With one report, Red Robin (almost) erases a tough year

The Bottom Line: The casual-dining chain’s stock had lost more than 40% of its value this year despite improving sales as its CEO left. And then it reported some surprise profitability.
Red Robin
Red Robin's stock soared more than 60% on Friday. | Photo: Shutterstock.

Twenty cents never looked this good. 

Red Robin reported same-store sales growth of 3.1% last quarter, which on its own was somewhat surprising because most other restaurant chains were reporting negative numbers. And last we checked casual-dining chains like Red Robin were, usually, not exactly swimming in sales right now.

It also reported adjusted net income of 20 cents per share. That is modest on the surface. But for Red Robin it was a shocking performance.

A year earlier, the Englewood, Colorado-based chain reported a 73-cent loss. It reported a 94-cent loss just one quarter earlier. For all of 2024, Red Robin’s adjusted net income per share was a $3.34 loss. 

Investors were, uh, not expecting a positive number. Red Robin’s performance represented a 132% beat over consensus Wall Street expectations, according to the website Earnings Whispers. Investors had expected a 57-cent loss. 

Nothing quite gets investors as excited as surprise profitability, particularly these days. And more than doubling profitability expectations is almost unheard of in this era of projections, social media and investor conferences. 

Red Robin’s stock almost immediately skyrocketed 50% in after-hours trading on Thursday, as my colleague Joe Guszkowski reported. And then on Friday it kept going, rising as much as 75% at one point before closing up 63%. Outside of a sale announcement we do not recall a restaurant stock going up that much over the past 20 years. But we’re old and our memory is bad.

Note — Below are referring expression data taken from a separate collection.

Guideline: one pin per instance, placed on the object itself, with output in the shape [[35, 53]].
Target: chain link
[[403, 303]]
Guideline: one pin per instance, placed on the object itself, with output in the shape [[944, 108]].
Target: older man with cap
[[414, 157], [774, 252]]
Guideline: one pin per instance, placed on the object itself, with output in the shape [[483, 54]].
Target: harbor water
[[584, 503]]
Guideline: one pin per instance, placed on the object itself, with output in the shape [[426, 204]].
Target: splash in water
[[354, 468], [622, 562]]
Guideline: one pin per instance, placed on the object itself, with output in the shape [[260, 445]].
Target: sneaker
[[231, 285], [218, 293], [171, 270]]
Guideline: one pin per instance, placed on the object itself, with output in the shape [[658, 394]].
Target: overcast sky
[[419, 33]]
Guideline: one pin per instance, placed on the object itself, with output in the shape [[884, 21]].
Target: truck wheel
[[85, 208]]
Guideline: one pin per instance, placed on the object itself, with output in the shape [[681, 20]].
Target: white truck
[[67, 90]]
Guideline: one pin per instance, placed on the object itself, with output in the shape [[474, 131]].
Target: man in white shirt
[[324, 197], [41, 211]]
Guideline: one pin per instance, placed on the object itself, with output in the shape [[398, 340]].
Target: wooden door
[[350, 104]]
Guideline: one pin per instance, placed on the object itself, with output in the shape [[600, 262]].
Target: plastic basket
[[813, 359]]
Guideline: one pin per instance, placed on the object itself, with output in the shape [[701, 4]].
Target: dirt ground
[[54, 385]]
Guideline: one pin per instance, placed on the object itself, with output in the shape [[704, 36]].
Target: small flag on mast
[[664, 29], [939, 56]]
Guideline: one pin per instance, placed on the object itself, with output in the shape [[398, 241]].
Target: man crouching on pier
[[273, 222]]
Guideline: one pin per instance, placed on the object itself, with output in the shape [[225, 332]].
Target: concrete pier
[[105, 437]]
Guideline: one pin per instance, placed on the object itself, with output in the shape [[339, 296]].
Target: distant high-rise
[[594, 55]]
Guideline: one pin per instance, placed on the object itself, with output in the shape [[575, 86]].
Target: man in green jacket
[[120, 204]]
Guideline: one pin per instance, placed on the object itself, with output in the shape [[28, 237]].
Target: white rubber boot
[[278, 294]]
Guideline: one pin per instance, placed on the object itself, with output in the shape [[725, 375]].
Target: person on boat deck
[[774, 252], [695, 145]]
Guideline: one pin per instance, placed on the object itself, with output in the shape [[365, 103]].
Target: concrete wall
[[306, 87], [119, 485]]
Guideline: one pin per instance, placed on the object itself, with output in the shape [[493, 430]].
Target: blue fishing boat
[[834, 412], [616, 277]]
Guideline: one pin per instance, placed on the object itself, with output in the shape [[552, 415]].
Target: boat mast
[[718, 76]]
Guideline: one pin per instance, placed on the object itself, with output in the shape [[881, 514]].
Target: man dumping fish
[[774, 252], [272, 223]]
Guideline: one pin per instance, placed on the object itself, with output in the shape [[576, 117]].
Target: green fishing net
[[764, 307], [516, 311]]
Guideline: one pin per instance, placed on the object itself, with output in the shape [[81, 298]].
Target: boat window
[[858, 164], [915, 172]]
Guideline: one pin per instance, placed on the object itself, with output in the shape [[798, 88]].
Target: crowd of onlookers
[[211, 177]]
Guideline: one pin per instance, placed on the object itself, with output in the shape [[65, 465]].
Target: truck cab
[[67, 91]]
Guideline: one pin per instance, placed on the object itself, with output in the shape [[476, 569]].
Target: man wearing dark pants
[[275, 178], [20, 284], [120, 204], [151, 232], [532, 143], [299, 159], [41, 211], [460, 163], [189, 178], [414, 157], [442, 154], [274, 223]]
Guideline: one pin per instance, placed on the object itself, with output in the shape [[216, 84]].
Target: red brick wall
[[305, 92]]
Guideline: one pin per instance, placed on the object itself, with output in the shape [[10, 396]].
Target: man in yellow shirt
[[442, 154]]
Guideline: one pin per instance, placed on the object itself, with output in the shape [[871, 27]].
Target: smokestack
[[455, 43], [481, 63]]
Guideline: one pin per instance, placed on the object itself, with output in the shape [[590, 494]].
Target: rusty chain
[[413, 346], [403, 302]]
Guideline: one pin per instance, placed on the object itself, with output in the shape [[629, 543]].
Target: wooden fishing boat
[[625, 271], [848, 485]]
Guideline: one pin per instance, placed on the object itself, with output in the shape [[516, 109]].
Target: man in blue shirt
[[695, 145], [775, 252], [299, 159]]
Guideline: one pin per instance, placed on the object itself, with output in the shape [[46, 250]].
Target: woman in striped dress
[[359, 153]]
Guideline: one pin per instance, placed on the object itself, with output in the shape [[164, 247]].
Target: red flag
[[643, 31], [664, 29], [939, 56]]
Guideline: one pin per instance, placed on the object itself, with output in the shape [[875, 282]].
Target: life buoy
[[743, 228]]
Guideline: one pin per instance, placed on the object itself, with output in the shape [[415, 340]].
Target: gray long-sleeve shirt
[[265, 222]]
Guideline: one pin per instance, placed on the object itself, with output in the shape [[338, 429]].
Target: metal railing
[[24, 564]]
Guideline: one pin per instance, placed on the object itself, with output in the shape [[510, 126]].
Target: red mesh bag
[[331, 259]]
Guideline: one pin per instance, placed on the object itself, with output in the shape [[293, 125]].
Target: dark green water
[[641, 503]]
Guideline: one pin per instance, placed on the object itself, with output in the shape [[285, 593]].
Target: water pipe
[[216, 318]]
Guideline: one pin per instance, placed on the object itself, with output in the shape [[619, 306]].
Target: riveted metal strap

It’s generally a good thing when your public valuation increases by two-thirds. Had you invested $1,000 on Thursday afternoon you’d have been able to sell it all for $600-plus profit by Friday morning.

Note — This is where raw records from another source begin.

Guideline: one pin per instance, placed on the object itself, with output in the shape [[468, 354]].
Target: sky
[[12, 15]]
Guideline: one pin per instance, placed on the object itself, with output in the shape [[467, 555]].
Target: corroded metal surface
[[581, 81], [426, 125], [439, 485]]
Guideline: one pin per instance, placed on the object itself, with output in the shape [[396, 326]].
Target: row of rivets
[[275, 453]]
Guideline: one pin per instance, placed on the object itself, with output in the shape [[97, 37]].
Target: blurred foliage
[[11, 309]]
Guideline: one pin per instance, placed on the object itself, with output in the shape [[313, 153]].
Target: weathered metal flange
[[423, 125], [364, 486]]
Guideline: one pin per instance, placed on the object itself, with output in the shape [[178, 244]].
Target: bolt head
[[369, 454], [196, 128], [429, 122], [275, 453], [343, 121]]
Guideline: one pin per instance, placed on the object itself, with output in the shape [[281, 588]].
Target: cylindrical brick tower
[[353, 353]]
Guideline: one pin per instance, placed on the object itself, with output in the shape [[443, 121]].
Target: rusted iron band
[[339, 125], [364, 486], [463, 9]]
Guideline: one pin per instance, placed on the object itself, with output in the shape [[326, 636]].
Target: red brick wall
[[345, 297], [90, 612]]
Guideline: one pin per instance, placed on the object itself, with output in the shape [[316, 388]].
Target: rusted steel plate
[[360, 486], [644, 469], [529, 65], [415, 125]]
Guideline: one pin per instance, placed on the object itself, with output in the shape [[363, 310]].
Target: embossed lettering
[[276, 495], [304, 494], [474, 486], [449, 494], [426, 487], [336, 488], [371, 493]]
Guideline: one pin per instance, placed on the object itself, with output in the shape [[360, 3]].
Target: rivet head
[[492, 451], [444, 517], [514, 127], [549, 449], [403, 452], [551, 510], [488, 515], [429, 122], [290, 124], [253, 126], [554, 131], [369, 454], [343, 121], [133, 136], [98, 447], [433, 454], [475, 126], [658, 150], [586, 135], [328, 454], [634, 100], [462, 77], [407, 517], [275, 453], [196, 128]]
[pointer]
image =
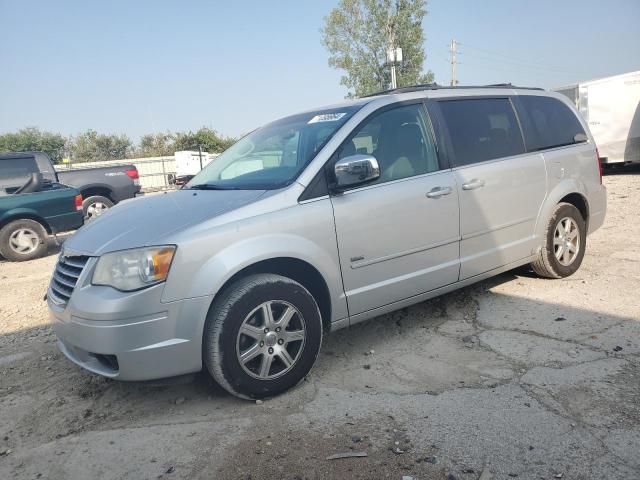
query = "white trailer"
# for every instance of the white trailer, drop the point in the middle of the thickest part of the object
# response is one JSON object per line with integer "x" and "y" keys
{"x": 611, "y": 107}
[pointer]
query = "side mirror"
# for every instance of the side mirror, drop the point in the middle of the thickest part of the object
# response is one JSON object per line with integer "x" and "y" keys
{"x": 355, "y": 170}
{"x": 580, "y": 138}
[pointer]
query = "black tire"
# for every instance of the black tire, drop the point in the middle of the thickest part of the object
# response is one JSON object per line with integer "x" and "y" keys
{"x": 227, "y": 315}
{"x": 7, "y": 248}
{"x": 547, "y": 265}
{"x": 92, "y": 201}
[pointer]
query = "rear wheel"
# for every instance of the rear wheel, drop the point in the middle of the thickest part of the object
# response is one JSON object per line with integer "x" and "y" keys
{"x": 565, "y": 242}
{"x": 22, "y": 240}
{"x": 95, "y": 206}
{"x": 262, "y": 336}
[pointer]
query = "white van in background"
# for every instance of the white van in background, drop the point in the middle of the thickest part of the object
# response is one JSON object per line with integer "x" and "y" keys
{"x": 611, "y": 107}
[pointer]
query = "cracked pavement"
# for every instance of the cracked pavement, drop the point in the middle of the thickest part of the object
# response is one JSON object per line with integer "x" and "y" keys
{"x": 517, "y": 376}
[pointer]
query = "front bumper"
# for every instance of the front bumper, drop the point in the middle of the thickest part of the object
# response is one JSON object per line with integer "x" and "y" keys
{"x": 132, "y": 335}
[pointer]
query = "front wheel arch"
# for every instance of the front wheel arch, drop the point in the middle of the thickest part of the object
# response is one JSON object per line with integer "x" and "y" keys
{"x": 295, "y": 269}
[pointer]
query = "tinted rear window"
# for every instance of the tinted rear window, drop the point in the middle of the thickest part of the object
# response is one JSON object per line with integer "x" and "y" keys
{"x": 553, "y": 124}
{"x": 482, "y": 129}
{"x": 17, "y": 168}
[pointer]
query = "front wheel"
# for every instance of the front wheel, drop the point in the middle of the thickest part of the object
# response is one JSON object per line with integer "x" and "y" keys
{"x": 23, "y": 240}
{"x": 262, "y": 336}
{"x": 95, "y": 205}
{"x": 565, "y": 242}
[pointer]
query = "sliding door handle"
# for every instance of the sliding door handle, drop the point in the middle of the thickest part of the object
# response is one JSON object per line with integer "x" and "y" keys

That said, we’re talking percentages here, and the performance Friday was as much about how low Red Robin’s stock had fallen to as it was about anything else. 

When Red Robin closed trading on Thursday, its stock had fallen to $3.13 per share, down 43%. That’s bad, considering that the S&P 500 Index is up 0.71% so far this year. 

And yet that doesn’t quite tell the chain’s full story, at least in the eyes of Wall Street. Weak performance coming out of the pandemic had taken what at one point was one of the best performing casual-dining stocks and turned it into a penny stock. 

Even after Friday’s performance, Red Robin shares are down by a third over the past year and two-thirds over the past two years. 

The company brought in highly respected industry executive G.J. Hart in 2022 to implement a fix-it plan. And he focused on improving operations inside the restaurants. But traffic and profitability challenges created headaches. And then sales turned south in late 2023 and 2024. Late last year the company needed an $8.3 million investment from activist investors JCP Investment Management and Jumana Capital Partners to pay down some debt.  

And then Hart stepped down, replaced by Chairman David Pace, which generally is a sign that perhaps all is not well. In other words, investors by this point had come to keep their Red Robin expectations quite low. 

They might be wise not to get too excited at this point, either. As Joe pointed out, the chain’s traffic was down 3.5%. Its same-store sales are expected to decline this quarter now that it no longer has the benefit of a 6.8% menu-price increase. The company did not change its earnings outlook for the year and, in fact, it lowered its sales outlook thanks to that ever-present “macro and consumer environment.”

But for one day, at least, Red Robin generated the type of returns most investors only dream of.